Izzy hesitated for a moment, then had to admit, “Not ... not really.”
“Good. It’s refreshing to see that you have your own ideas, though you will keep them to yourself so long as you are in my studio. Understood?” Izzy nodded.
At that Rushkin stood up and kicked the stool out of the way. It went clattering along the floor until it banged up against a canvas. Izzy shuddered at the thought of the damage it might have done to the piece.
“Now,” Rushkin said, “if you will reassume the pose, perhaps we can salvage what remains of the morning light and actually get some work done today.”
V
Izzy had plans to meet Kathy at Feeney’s Kitchen for tea later that same afternoon. When she finally arrived at the cafe after her session with Rushkin, she found her roommate sharing a table with Jilly Coppercorn and Alan Grant, who were also students at the university.
Jilly always reminded Izzy of one of Cicely Barker’s flower fairies, with her diminutive but perfectly proportioned form, the sapphire flash of her eyes and the wild tangle of her nut-brown hair. They were in most of the same classes at Butler U. Jilly was a few years older than the other students but all she ever said by way of explanation was that she’d been late finishing high school.
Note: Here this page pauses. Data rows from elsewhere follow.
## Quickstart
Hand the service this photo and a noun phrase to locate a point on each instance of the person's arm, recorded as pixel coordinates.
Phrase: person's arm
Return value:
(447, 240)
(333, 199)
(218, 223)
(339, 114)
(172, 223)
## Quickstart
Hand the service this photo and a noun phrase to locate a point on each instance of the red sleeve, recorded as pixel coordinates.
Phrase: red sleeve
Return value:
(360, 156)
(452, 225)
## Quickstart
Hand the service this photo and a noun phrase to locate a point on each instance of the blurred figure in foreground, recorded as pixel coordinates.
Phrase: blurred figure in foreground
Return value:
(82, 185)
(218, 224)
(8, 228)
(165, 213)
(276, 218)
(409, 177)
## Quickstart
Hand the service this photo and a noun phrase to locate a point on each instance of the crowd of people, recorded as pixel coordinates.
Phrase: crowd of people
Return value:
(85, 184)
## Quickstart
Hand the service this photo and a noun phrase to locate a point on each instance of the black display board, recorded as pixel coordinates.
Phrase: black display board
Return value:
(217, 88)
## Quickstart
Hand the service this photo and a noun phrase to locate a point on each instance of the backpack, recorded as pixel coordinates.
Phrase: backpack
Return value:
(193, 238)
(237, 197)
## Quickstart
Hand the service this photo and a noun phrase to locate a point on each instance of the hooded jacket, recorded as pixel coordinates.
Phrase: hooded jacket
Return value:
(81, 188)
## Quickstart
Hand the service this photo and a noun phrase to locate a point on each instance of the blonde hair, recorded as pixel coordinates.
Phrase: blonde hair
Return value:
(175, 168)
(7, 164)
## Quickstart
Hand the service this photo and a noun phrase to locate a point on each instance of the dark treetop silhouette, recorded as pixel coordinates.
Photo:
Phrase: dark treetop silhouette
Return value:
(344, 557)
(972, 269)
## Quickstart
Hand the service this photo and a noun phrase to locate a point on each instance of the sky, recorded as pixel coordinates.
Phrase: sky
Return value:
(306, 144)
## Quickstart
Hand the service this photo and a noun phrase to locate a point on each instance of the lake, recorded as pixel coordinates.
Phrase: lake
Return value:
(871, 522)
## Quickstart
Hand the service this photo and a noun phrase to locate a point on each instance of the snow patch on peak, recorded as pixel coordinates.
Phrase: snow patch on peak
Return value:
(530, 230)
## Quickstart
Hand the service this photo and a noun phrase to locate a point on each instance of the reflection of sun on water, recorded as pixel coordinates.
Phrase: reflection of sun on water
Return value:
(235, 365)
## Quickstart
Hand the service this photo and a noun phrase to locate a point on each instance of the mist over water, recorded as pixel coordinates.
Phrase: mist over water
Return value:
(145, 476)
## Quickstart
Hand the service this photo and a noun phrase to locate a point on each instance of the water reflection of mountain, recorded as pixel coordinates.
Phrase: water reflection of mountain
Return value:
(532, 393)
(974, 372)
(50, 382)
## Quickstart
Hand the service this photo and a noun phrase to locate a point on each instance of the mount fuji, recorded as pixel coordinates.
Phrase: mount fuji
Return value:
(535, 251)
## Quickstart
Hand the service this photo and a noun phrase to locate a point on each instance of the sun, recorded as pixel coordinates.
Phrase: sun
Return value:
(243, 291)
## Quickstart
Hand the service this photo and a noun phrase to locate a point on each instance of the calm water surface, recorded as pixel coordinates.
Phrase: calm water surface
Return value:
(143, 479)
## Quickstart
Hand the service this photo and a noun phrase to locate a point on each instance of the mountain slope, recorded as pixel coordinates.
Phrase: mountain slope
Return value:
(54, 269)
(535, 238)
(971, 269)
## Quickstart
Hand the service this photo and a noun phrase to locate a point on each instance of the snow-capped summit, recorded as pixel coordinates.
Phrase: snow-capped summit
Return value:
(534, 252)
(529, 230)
Like Kathy, she never spoke of the past, but she was willing to hold forth on just about any other topic at great and entertaining length.
Alan, on the other hand, was quiet—a gangly, solemn young man who was an English major like Kathy. Unlike Kathy, though, he had no aspirations of becoming a writer. His dream was to have his own small literary press—“Because someone’s got to publish you people,” he’d told them once—which frustrated Kathy no end, since she thought he was one of the better writers among their fellow students.
For proof positive, she’d point to The Crowsea Review, a little photocopied journal he’d produced over the summer and managed to place in the university bookshop on commission. “His editorial’s the best thing in it,” she’d say to anyone who cared to listen, an opinion bolstered by her own modesty since she herself had a story in the magazine.
Izzy waved acknowledgment to their chorus of hellos and went to the counter to get herself some tea and a muffin before joining them at their table by the window.
“So?” Kathy asked as soon as Izzy drew near. “Was it him?”
Izzy nodded. She set her tea mug and muffin down on the table and took the free seat between Jilly and Alan.
“Was it him who?” July asked, then laughed at the way her question sounded.